Comme je vous l’ai dit, ce n’est pas par plaisir que les membres de l’opposition font des walk-out. Mais nous ne pouvons pas accepter d’être traités de la sorte, car on ne peut bâillonner et étouffer la voix du peuple. Rester dans l’hémicycle serait se rendre complice de ce viol de la démocratie parlementaire.

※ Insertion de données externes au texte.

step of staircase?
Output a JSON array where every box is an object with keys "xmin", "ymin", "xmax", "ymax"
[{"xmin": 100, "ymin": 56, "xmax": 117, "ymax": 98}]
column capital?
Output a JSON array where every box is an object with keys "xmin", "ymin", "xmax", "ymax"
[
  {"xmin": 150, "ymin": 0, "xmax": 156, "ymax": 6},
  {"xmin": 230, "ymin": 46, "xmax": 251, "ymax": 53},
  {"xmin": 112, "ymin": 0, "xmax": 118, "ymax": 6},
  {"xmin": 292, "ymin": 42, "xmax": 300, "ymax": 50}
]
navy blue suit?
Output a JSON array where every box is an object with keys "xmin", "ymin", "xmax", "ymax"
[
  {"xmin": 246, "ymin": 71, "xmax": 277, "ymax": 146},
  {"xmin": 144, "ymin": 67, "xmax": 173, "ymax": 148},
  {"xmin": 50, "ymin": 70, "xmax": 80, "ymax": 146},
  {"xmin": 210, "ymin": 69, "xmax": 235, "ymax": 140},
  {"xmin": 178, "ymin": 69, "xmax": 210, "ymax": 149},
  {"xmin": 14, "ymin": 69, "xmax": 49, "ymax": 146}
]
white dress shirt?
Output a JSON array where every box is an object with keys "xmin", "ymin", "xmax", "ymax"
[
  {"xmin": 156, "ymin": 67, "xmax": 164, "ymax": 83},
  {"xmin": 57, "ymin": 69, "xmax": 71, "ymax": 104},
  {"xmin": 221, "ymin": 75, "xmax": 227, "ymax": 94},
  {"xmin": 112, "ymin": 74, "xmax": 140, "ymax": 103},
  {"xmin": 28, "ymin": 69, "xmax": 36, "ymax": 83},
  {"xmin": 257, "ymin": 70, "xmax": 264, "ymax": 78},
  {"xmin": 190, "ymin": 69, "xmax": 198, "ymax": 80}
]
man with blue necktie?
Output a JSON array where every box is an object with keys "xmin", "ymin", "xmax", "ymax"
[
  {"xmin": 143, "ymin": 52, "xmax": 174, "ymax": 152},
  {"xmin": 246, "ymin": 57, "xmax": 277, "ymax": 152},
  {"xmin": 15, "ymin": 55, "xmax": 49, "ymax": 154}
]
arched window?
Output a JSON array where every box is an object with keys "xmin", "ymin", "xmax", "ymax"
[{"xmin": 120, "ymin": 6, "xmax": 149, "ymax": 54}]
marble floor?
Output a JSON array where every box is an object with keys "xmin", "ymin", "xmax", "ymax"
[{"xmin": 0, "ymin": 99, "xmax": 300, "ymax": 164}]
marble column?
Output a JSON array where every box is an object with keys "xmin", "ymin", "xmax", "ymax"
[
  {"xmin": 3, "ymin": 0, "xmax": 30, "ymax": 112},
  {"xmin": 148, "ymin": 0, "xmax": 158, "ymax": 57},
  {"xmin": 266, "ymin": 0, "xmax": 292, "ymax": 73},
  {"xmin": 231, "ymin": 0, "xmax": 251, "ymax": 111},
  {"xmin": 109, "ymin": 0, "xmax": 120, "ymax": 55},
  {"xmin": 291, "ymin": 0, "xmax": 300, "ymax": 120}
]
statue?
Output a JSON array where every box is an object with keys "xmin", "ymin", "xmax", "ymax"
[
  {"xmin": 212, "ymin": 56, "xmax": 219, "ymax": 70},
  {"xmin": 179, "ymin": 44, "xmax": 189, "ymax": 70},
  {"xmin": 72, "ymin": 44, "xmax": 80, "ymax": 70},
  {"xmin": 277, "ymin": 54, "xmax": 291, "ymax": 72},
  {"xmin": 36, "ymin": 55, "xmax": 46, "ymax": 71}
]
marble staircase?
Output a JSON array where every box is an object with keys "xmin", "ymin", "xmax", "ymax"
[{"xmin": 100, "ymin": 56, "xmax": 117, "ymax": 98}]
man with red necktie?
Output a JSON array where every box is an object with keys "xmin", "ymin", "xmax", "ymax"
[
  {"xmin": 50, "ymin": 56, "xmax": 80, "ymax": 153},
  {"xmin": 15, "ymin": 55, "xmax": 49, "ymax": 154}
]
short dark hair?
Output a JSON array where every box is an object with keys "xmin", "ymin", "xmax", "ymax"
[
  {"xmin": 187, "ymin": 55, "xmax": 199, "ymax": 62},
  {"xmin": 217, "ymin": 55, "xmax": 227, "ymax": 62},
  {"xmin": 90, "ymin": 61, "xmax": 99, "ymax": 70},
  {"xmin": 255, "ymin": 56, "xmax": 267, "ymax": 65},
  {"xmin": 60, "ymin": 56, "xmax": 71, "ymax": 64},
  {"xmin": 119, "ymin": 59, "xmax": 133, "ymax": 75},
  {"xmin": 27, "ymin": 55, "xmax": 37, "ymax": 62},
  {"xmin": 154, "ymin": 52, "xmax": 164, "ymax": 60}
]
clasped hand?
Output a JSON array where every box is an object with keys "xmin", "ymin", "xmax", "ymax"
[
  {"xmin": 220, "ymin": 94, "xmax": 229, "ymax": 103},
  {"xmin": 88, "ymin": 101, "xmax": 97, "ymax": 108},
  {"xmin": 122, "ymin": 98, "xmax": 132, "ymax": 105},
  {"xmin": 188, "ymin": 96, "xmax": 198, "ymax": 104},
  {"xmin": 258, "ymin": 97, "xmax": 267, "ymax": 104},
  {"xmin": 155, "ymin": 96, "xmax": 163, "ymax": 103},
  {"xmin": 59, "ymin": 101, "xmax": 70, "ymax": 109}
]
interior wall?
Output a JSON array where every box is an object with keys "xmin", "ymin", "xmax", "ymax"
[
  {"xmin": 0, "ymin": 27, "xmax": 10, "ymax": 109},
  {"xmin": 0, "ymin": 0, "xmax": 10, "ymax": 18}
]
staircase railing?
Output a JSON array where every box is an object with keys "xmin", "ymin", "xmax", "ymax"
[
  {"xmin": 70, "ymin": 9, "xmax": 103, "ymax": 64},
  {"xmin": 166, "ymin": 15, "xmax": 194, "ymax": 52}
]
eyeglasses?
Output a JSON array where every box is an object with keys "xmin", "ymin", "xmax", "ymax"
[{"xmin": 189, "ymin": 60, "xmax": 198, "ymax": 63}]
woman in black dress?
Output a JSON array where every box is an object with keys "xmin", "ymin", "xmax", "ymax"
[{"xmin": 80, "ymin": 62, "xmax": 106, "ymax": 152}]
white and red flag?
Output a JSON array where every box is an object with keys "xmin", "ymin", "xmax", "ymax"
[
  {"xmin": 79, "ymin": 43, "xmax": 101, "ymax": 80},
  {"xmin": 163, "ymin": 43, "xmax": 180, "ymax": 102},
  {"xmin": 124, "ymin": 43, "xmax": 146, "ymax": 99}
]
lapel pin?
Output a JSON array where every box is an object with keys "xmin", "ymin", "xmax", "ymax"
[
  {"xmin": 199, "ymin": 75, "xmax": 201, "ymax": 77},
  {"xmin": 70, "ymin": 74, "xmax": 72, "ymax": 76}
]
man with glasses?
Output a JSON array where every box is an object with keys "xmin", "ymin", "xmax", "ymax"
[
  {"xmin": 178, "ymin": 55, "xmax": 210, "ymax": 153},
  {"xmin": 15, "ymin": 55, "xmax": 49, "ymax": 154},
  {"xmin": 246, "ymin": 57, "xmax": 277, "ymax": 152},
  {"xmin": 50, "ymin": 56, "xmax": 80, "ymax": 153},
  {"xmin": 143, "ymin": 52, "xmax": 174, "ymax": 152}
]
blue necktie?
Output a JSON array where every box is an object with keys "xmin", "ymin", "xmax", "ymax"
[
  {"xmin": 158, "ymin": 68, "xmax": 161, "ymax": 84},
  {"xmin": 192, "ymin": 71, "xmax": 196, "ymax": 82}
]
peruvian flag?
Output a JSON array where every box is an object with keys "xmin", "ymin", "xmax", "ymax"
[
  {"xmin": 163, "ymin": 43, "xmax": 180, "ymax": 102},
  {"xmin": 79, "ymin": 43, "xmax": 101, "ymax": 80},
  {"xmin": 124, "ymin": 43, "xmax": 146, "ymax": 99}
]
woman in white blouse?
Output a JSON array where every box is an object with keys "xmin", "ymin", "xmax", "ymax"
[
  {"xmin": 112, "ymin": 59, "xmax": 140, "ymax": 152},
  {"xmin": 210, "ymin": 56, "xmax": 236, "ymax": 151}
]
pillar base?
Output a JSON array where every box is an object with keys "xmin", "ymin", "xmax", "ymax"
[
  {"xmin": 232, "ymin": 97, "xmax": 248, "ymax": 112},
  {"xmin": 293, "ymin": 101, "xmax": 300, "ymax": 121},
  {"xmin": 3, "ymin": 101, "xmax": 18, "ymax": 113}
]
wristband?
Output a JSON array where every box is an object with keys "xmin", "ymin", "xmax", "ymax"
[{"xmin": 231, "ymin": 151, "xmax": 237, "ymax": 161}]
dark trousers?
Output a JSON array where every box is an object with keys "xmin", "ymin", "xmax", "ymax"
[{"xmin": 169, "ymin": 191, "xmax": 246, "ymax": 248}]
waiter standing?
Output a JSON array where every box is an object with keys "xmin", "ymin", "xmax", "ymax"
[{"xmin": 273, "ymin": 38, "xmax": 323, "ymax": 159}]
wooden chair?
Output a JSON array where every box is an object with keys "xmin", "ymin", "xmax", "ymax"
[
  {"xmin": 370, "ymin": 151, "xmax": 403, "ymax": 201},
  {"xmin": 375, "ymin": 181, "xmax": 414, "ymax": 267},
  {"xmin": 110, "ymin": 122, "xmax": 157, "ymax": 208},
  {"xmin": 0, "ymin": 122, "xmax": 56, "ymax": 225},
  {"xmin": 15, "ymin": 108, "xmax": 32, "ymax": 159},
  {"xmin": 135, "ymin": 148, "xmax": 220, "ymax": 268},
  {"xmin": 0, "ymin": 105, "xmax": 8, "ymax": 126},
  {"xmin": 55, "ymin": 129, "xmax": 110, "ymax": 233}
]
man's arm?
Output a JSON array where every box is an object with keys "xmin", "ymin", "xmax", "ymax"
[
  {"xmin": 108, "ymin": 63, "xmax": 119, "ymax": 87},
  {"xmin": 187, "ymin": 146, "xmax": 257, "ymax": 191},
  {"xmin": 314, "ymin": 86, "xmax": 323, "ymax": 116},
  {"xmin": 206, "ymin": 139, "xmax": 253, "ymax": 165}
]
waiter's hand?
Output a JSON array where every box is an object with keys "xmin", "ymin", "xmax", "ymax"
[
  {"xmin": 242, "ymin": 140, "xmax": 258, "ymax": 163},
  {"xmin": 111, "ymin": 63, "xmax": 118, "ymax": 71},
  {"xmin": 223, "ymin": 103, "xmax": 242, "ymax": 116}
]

Quittons l’arène politique et abordons le secteur offshore. Tout porte à croire que c’est un secteur qui est en panne à Maurice. Est-ce le cas ?
C’est avec beaucoup de tristesse que je constate le tort qu’a fait ce gouvernement au secteur offshore car, depuis une vingtaine d’années, les activités professionnelles sont liées au secteur financier. On a l’encadrement légal nécessaire et on a de bons professionnels, mais malheureusement, il y a trop d’ingérence politique. La Financial Services Commission (FSC) ne peut plus fonctionner comme un organisme indépendant. L’affaire Sobrinho a vu la démission de quatre membres du Board de la FSC et d’un autre du Board of Investment (BoI). Malgré les critiques et les avis des Senior Counsels indépendants, le gouvernement persiste à donner des licences d’opération à Alvaro Sobrinho. Alors, comment ne pas dégringoler aux yeux des observateurs internationaux ?

L’affaire Sobrinho est-elle la seule à réprouver ?
L’affaire Sobrinho n’est que le tip of the iceberg et symbolise la mauvaise règlementation du secteur financier. De plus, la façon dont on a traité tous les dossiers de l’ex-BAI démontre à quel point ce gouvernement peut court-circuiter les notions de bonne gouvernance à des fins bassement politiques.

« L’affaire Sobrinho n’est que le ‘tip of the iceberg’ et symbolise la mauvaise règlementation du secteur financier »

Dans un rapport, l’Eastern and Southern Africa Anti-Money Laundering Group entache la crédibilité de Maurice en matière de lutte contre le blanchiment d’argent. C’était prévisible, selon vous ?
Ce n’est pas une surprise, parce que depuis plusieurs semaines déjà, j’avais eu vent des observations négatives de cette instance. Ce que je déplore, c’est qu’au lieu d’en tirer des leçons  et de prendre des mesures correctives, le ministre Sesungkur voulait empêcher la publication de ce rapport. Ce faisant, il a discrédité encore plus notre juridiction.